As we witnessed in 2016, the issue of cybersecurity seems to be firmly entrenched as one of the most consequential issues impacting both international security and economic stability in 2017. That makes an understanding of existing and emerging cyber risks more important than ever before.
According to Steve Weisman, a professor at Bentley University, this year will likely be shaped by newsmaking events in cybersecurity. He predicts that the year in cybersecurity will likely be dominated by these areas:
Commercial espionage will increase. Domestic and international corporate espionage through hacking will increase as companies raid the intellectual property and trade secrets of other companies for profit. If you’re looking to keep your data safe from competitors, a managed cybersecurity solution could be an easy remedy.

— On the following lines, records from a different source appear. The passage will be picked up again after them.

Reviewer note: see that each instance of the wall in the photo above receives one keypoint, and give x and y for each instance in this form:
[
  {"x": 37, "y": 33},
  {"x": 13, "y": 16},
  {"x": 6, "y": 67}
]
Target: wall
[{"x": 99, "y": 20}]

Law firms will become increasingly victimized by data breaches. Law firms and legal professionals alike will be targeted for private information about the companies and clients that they represent. The information sought by cybercriminals is primarily thought to be related market knowledge for purposes of insider trading.
The rate of ransomware attacks will grow. Ransomware is a type of malware used to encrypt all of your computer or smartphone data. The hackers who put it there then threaten to destroy your data unless you pay a ransom. Ransomware is used against companies, government agencies and individuals, so all of us face this threat, a threat that’s set to increase in 2017. Remember, never click on any link in an email or text message unless you have absolutely confirmed that it is legitimate.
The Internet of Things (IoT) will continue to be an area of vulnerability. The modern rush of many companies to develop Internet-connected devices without building in stronger security as an initial component of the products will result in significant problems. Recent cyberattacks that harnessed digital devices to cripple websites confirm the concerns that many cybersecurity experts have as many connected corporate-owned devices like fax machines have outdated firmware and can be easily hacked.
Mobile devices will become the latest cybersecurity frontier. Cybercriminals will increasingly target companies and individuals that utilize smartphones and other mobile devices for sensitive activities such as banking. In order to make your mobile devices more secure, consider having a PIN or a password for your phone. It’s amazing but only about half of people take this essential step. You should also keep your device up to date with the latest security patches. Only get apps from legitimate sources such as the App Store or Google Play and avoid using public Wi-Fi for sensitive communications
These are only a few of the protective measures and precautions that can be taken in order to better protect your business for cyberattack. Remember, while no one is completely immune from a data security breach, we can all strive to become better prepared and protected.